19. Hukuk Dairesi Esas No: 2016/9110 Karar No: 2017/3161 Karar Tarihi: 19.04.2017
Yargıtay 19. Hukuk Dairesi 2016/9110 Esas 2017/3161 Karar Sayılı İlamı
Özet:
Davalı bankanın müvekkili şirkete karşı yürüttüğü icra takibi sonrasında, davacının borçlu olmadığının tespitini talep ettiği menfi tespit davası görülmüştür. Davacı vekili, şirket yetkilisinin icra dosyasına ödeme taahhüdünde bulunduğunu ve davalı bankaya ödemeler yapıldığını söylemiştir. Davalı vekili ise yapılan her ödemenin icra dosyasına bildirilmesinin gerekmediğini savunarak davayı reddetmiştir. Mahkeme, davacının davalı bankaya tüm borcunu ödediği gerekçesiyle davanın kabulüne karar vermiştir. Ancak, dava tarihine göre tarafların alacak borç durumlarının tespit edilmesi gerektiği belirtilerek yeni bir bilirkişi raporu alınması gerektiği ifade edilmiş ve yetersiz bilirkişi raporu nedeniyle kararın bozulması gerektiği vurgulanmıştır. Kanun maddeleri açıkça belirtilmemiştir.

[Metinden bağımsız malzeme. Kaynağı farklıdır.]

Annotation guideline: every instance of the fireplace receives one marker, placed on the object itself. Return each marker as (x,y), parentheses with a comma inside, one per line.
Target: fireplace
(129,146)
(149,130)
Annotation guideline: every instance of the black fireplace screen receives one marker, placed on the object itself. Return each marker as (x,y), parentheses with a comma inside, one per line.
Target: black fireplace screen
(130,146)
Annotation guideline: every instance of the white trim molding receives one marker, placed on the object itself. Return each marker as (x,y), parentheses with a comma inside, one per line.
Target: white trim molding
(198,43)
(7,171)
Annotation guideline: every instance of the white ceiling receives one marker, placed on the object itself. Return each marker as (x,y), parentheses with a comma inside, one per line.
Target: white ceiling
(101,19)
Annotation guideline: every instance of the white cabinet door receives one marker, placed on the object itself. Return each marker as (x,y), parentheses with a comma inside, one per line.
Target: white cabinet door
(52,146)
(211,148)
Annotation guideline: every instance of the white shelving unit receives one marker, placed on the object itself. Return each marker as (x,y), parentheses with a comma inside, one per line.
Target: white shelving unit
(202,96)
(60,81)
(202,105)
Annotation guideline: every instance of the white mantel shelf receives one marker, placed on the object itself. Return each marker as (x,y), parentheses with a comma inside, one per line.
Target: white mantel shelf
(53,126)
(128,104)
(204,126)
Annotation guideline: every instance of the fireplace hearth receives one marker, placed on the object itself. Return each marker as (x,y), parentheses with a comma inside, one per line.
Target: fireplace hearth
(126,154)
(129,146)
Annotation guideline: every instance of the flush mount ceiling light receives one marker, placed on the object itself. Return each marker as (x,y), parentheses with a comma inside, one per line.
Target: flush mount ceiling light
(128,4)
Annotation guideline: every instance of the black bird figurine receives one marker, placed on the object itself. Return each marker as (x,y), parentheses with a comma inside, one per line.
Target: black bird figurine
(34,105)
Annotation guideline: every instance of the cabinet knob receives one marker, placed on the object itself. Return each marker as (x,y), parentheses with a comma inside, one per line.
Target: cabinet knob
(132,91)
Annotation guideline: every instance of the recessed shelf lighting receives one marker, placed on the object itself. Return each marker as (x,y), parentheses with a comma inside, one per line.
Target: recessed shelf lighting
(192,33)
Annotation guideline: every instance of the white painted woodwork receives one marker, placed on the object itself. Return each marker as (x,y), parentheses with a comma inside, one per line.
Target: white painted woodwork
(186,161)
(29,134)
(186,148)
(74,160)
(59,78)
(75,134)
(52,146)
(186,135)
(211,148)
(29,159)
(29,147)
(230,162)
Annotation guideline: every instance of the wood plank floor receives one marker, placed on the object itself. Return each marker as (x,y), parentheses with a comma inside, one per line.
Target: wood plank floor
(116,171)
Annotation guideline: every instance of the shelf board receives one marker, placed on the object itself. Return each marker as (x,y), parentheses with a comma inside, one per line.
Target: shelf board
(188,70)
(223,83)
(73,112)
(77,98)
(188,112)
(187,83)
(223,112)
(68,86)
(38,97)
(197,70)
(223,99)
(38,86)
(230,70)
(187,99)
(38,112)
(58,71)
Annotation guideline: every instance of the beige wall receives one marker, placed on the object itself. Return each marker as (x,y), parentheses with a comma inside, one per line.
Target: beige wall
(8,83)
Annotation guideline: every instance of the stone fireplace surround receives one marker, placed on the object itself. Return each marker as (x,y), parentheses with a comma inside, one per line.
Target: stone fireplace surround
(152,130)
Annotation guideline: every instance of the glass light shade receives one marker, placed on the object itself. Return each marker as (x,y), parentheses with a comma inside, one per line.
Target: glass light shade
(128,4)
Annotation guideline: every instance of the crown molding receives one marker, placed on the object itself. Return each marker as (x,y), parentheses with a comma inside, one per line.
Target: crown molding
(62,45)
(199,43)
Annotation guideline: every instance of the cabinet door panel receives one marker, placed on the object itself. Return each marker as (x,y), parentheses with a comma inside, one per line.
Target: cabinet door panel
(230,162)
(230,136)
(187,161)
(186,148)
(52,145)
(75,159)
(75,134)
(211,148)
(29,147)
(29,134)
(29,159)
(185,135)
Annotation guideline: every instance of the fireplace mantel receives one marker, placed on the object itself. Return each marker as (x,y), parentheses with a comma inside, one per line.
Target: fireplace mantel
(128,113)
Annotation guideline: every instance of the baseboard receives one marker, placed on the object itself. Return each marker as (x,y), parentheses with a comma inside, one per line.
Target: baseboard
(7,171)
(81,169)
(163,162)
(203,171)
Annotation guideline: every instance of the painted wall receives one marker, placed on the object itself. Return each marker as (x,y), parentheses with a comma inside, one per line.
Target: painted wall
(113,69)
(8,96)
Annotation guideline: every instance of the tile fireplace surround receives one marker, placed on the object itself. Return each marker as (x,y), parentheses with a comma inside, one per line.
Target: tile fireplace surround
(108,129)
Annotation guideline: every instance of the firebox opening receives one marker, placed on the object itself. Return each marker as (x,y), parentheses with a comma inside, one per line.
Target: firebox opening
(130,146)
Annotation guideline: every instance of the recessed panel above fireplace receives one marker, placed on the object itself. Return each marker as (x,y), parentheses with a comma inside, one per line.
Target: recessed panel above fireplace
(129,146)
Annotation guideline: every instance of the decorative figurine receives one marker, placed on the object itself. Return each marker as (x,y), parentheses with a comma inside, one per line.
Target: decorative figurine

19. Hukuk Dairesi 2016/9110 E. , 2017/3161 K.
"İçtihat Metni"
Taraflar arasındaki menfi tespit davasının yapılan yargılaması sonunda ilamda yazılı nedenlerden dolayı davanın kabulüne yönelik olarak verilen hükmün süresi içinde davalı vekili tarafından temyiz edilmesi üzerine dosya incelendi, gereği konuşulup düşünüldü. - K A R A R -
Davacı vekili, davalı banka tarafından müvekkili şirket aleyhine takip başlatıldığını, şirket yetkilisinin icra dosyasında ödeme taahhüdünde bulunduğunu, ayrıca davalı bankaya ödemeler yapıldığını, ödemelerin takip borcundan düşülmediğini ileri sürerek borçlu olmadığının tespitini talep ve dava etmiştir. Davalı vekili, yapılan her tahsilatın icra dosyasına bildirilmesi gerekmediğini, ödeme makbuzlarının borçluya verilerek borçtan düşüldüğünü davacının dava açmakta hukuki yararı bulunmadığını belirterek davanın reddini talep etmiştir. Mahkemece, yapılan yargılama, toplanan delillere ve benimsenen bilirkişi raporuna göre, davacının davalı bankaya tüm borcunun 18.840 TL"lik kısmını ödediği gerekçesiyle davanın kabulüne karar verilmiş, hüküm davalı vekili tarafından temyiz edilmiştir. Dava icra takibinden dolayı borçlu bulunmadığının tespitine ilişkindir. Bu durumda mahkemece dava tarihi esas alınarak tarafların alacak borç durumunun tespiti gerekir. Mahkemece alınan bilirkişi raporuna itiraz edildiği dikkate alınarak yeni bir bilirkişiden itirazları kapsayacak şekilde dava tarihi itibariyle davalının toplam alacak miktarı ve davacının yapmış olduğu ödemeler tespit edilerek alınacak raporun sonucuna göre karar verilmesi gerekirken yetersiz bilirkişi raporu esas alınarak yanılgılı hukuki değerlendirme ve gerekçe ile yazılı şekilde karar verilmesi bozmayı gerektirmiştir. SONUÇ: Yukarıda açıklanan nedenlerle hükmün BOZULMASINA, peşin harcın istek halinde iadesine, 19/04/2017 gününde oybirliğiyle karar verildi.